The problem, Miscione said, is that many buyers didn’t understand what they were getting into, noting that an alligator is not like a goldfish.

“Where if you keep a goldfish in a small bowl, it'll stay small,” he said. “But as long as you keep feeding it, an alligator gets bigger and bigger regardless of its enclosure. And so ... if your alligator is too big, what are you gonna do with it? If you're not sensible, you'll just dump it in the river or dump it down the sewer.”

An alligator also had a supporting role in a larger drama that also starred a 435-pound tiger kept by a construction worker in his Harlem apartment back in 2003.

Antoine Yates, and his pet tiger Ming, also shared their apartment with an alligator named Al. Yates, who came to be known as New York City’s Tiger Man, had apparently brought the tiger cub home when it was just 3 months old and bottle fed it before it grew so much that it consumed 20 pounds of chicken thighs a day.

According to the New York Times, Yates was arrested and served a brief time in jail, while the tiger and alligator were relocated to a sanctuary in Ohio.

Other animals have turned up turn in unexpected places in New York City.

A city Parks and Recreation Department site takes note of a herd of guinea pigs freed in Central Park in 1998 – 43 all told – by an owner who had recently been evicted from his apartment.

In 2004, a white Bengal tiger briefly eluded his handlers while performing with the Cole Brothers Circus in Forest Park.
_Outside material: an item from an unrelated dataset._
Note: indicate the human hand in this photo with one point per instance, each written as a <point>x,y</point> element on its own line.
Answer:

It first gave picnickers a charge and then took to the Jackie Robinson Parkway, before being coaxed back into his cage.

There also was the 2-foot crocodile spotted in Central Park – Daimon The Caimon – in 2001. In 2012, a haul from a Brooklyn apartment included five pythons, two alligators, two bearded dragons and a scorpion.

And back in Manhattan, more than one chimpanzee has lived in an apartment, rather than a zoo. In 2021, an 80-pound cougar was removed from an apartment.

Godzilla had been relocated to the Bronx Zoo, where, authorities said, it was being evaluated. A spokesperson for the city’s parks department warned that releasing animals into city parks is illegal.

“Parks are not suitable homes for animals not indigenous to those parks—domesticated or otherwise,” said Kastanis from NYC Parks.